In a conventional p-n junction photovoltaic cell, made, for example, from silicon, the semiconductor assumes two roles at the same time: It harvests the incident sunlight and conducts the charge carriers produced under light excitation. In order to function at a good efficiency, the photons have to be absorbed close to the p-n interface. Electron-hole pairs produced away from the junction must diffuse to the p-n contact where the local electrostatic field separates the charges. To avoid charge carrier recombination during the diffusion, the concentration of defects in the solid must be small. This imposes severe requirements on the purity of the semiconductor material, rendering solid-state devices of the conventional type expensive.
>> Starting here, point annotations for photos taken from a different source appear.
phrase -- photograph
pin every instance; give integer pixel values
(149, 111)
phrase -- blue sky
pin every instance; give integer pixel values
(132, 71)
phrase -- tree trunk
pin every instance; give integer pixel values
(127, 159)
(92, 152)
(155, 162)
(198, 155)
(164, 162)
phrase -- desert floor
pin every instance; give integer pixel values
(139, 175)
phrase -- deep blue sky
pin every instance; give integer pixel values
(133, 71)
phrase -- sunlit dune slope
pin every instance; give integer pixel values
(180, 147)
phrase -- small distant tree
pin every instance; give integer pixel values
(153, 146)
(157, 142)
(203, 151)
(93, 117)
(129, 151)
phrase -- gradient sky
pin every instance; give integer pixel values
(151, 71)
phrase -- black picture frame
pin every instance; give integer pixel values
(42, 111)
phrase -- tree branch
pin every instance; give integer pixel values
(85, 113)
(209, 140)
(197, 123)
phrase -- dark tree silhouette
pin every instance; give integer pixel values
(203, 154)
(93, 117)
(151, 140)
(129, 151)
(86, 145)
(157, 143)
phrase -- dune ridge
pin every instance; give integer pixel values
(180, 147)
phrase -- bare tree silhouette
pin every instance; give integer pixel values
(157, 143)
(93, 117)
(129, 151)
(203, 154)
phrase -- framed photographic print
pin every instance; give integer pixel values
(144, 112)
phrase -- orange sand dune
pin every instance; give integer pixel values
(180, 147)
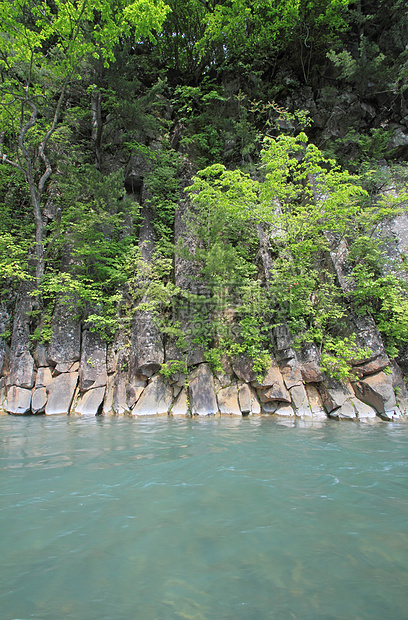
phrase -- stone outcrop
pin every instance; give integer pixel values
(201, 391)
(228, 400)
(377, 391)
(156, 399)
(90, 403)
(61, 392)
(180, 406)
(147, 352)
(92, 368)
(18, 400)
(65, 344)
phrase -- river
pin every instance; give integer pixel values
(202, 519)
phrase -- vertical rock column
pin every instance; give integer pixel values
(20, 380)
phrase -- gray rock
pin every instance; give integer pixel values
(228, 401)
(156, 399)
(180, 406)
(315, 403)
(119, 401)
(399, 388)
(291, 373)
(201, 391)
(40, 355)
(134, 390)
(107, 407)
(243, 368)
(92, 370)
(285, 411)
(38, 400)
(367, 337)
(270, 407)
(90, 403)
(334, 394)
(363, 411)
(309, 360)
(65, 343)
(43, 378)
(244, 398)
(21, 361)
(4, 318)
(272, 386)
(18, 400)
(347, 411)
(255, 406)
(61, 392)
(377, 391)
(300, 402)
(372, 366)
(147, 352)
(392, 415)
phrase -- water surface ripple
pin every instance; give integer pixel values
(215, 519)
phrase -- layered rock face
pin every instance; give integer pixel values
(101, 382)
(78, 374)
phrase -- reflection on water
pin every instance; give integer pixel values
(219, 519)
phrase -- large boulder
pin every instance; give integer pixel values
(21, 361)
(90, 403)
(156, 399)
(4, 317)
(147, 352)
(65, 344)
(61, 392)
(180, 406)
(228, 401)
(315, 402)
(39, 400)
(377, 391)
(92, 369)
(300, 401)
(243, 368)
(244, 398)
(271, 386)
(309, 360)
(44, 377)
(201, 391)
(334, 393)
(18, 400)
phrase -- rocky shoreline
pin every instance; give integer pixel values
(77, 373)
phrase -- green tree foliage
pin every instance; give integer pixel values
(304, 201)
(43, 46)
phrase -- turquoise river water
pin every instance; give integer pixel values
(212, 519)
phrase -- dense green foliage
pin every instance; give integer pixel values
(239, 91)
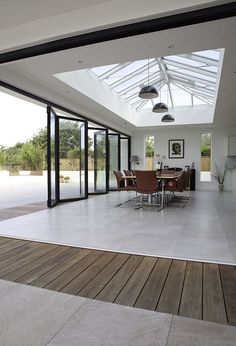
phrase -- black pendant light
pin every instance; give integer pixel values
(160, 108)
(167, 118)
(148, 91)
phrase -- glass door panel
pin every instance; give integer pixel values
(114, 159)
(124, 154)
(71, 167)
(97, 160)
(52, 158)
(83, 161)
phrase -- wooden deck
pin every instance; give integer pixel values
(191, 289)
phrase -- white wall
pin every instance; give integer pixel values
(191, 136)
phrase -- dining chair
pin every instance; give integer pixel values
(129, 173)
(146, 185)
(122, 184)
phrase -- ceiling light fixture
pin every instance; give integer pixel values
(148, 91)
(160, 107)
(167, 118)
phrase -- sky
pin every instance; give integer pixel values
(19, 119)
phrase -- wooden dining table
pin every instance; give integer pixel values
(163, 176)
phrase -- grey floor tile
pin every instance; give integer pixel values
(105, 324)
(202, 230)
(190, 332)
(31, 316)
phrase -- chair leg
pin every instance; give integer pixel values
(140, 204)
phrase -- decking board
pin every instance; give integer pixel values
(191, 289)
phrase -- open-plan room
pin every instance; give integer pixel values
(118, 173)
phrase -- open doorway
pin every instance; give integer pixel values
(23, 146)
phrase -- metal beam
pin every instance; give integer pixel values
(193, 93)
(113, 70)
(167, 79)
(189, 77)
(194, 86)
(133, 74)
(205, 91)
(190, 68)
(199, 58)
(154, 78)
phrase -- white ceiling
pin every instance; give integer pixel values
(36, 74)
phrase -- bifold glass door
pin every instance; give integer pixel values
(66, 159)
(97, 161)
(52, 160)
(114, 158)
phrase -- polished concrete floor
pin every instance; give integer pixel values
(33, 316)
(202, 229)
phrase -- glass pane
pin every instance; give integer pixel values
(149, 152)
(52, 158)
(96, 161)
(102, 69)
(113, 159)
(70, 159)
(205, 145)
(82, 160)
(124, 154)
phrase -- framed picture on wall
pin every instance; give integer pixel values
(176, 148)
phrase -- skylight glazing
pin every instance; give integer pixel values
(182, 80)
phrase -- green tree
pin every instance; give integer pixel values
(13, 154)
(206, 144)
(32, 156)
(149, 146)
(2, 155)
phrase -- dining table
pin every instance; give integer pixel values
(162, 176)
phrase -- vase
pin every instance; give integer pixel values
(221, 187)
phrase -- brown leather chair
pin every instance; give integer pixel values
(129, 173)
(122, 182)
(176, 185)
(146, 184)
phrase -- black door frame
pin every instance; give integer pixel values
(58, 199)
(52, 203)
(107, 160)
(118, 157)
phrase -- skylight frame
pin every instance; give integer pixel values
(194, 73)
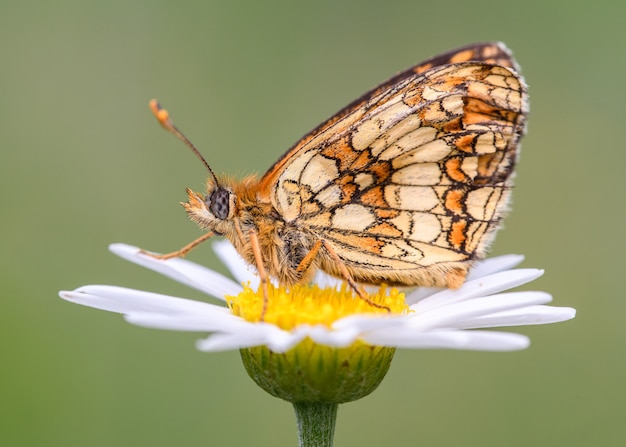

We have developed a new molecular photovoltaic system for solar light harvesting and conversion to electricity. It is based on the spectral sensitization of a thin ceramic membrane by suitable transition-metal complexes. The film consists of nanometersize colloidal titanium dioxide particles sintered together to allow for charge carrier transport. When derivatized with a suitable chromophore, these membranes yield extraordinary efficiencies for the conversion of incident photons into electric current, exceeding 90% for certain transition metal complexes within the wavelength range of their absorption band. In this article, we discuss the underlying physical principles of these astonishing findings. Exploiting this discovery, we have developed a new type of photovoltaic device whose overall light-to-electric-energy conversion yield is 12–15% in diffuse day-light and 10% under direct (AM1.5) solar irradiation.